Those working in construction will know how dangerous it can be. Here we take a look at how employees and employers can create a safer working environment.
In any working environment, the safety of employees is paramount. When it comes to construction, the risk of harm becomes even greater than in normal working conditions, making it even more important to ensure a safe environment. Not only does a single work site need to be safe, but so do operations across the whole organisation.
Should professionals working in construction find themselves in a situation where they have not had the proper training or experience to know how to conduct activity in a proper manner, they could be at risk of harm.
To foster a healthy and safe work environment, preventative measures against accidents are crucial. However, some businesses may not be fully aware of the workplace safety regulations, or they may not be fully equipped to handle unforeseen circumstances.
Here we take a look at how professionals in construction can create a safer working environment.
One way to prevent accidents from taking place includes making sure the buildings you work with or in are safe. This means getting your worksite inspected on a frequent basis to make sure it doesn’t have any hazards that could easily be avoided. Small safety measures really can go a long way. For example, it could be worth laying mats out near areas that can be slippy, or providing helpful precautions to give construction workers peace of mind knowing that their wellbeing is being accounted for by senior staff.
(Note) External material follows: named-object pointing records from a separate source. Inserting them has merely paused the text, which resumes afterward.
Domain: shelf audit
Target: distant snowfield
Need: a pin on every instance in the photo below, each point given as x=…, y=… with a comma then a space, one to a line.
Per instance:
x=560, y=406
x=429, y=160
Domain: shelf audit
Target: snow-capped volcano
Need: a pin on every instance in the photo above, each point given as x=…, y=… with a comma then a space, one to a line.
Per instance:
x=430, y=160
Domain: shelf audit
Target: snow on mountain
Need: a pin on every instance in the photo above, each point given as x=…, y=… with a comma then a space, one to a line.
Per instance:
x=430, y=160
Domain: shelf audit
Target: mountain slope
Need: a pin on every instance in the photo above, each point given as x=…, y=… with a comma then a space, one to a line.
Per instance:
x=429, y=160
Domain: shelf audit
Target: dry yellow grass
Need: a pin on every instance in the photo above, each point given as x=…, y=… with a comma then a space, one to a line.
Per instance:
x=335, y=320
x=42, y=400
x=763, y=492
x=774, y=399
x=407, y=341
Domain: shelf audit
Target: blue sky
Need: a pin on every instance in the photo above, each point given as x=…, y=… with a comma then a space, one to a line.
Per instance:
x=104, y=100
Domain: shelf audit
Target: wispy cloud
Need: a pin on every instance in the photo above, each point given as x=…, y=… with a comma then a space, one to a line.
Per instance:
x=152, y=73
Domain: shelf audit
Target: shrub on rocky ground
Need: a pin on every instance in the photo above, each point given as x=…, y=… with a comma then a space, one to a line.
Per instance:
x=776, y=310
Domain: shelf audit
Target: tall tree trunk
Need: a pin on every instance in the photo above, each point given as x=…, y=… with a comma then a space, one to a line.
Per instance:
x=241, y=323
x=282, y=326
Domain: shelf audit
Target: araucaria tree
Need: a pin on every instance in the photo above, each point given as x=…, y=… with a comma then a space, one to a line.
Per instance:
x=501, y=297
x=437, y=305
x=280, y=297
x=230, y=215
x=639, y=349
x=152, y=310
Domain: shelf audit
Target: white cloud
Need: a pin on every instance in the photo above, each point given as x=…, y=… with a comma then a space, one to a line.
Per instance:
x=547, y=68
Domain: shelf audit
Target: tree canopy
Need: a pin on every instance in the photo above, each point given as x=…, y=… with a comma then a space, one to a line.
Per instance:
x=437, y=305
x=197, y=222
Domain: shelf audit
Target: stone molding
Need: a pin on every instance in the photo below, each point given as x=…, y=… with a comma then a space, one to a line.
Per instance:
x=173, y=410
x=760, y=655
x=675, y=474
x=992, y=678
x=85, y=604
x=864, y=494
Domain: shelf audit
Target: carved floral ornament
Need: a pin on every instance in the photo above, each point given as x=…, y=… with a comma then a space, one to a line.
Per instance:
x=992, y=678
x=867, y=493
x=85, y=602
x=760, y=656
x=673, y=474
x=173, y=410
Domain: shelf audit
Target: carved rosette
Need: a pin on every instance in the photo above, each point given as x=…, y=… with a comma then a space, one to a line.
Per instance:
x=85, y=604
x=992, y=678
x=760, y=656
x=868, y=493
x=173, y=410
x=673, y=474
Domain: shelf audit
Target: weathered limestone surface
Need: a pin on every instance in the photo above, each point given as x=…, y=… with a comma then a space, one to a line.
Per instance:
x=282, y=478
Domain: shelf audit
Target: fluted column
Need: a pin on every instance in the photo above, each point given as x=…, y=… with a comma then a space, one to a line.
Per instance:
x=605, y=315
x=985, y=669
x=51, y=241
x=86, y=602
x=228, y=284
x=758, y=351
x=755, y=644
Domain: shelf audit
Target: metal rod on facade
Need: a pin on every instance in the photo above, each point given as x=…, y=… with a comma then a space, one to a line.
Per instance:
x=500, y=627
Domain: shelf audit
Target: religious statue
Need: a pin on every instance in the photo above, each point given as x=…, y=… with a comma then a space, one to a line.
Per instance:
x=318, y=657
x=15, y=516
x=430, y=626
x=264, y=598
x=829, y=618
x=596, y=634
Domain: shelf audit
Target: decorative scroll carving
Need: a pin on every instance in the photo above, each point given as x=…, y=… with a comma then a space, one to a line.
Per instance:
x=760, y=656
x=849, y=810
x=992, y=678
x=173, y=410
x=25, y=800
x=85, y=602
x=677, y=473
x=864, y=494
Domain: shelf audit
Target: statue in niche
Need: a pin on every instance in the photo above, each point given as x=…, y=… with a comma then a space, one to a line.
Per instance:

A happy workforce is key to productivity. Workers appreciate it when their employer listens to their opinions, so it's useful to set aside time every now and again to discuss safety rules and the general working environment. Here, managers and supervisors can assess the overall quality of the measures that are currently taken as well as highlighting potential hazards that have previously been unnoticed.
Employers should encourage health code standards, which can be difficult when working in construction. Smalls signs dotted around a site will remind workers to take every step necessary to make the environment healthy and safe.
Workers that are of poor health can often cost a business, with high numbers of sick days. In addition to this, if your workers' health isn’t up to scratch, their judgement could suffer, which is dangerous in a construction setting. To avoid this, employers should be flexible in letting their workforce attend doctor appointments, encourage a good work life balance and reward workers when they do well.
Having the proper equipment to hand and wearing the right uniform when at work is highly important for construction businesses. Depending on their role, workers may require protective headwear, sustainable footwear and high-visibility uniforms, among other items.
Uniform and equipment should also be reissued when it becomes worn as it may compromise safety. Supervisors should say on top of uniform regulations from the moment their employees arrive at work to the second they leave.
While construction employees will usually work outdoors, it is still vital that they are aware of emergency routes and procedures. Employers must make their workforce well aware of these procedures, mapping out elements like exits and assigned posts.
While these tips cannot promise the entire safety of a workforce, they can help prevent accidents in the workplace and ensure workers achieve a healthy balance between workplace security and overall productivity.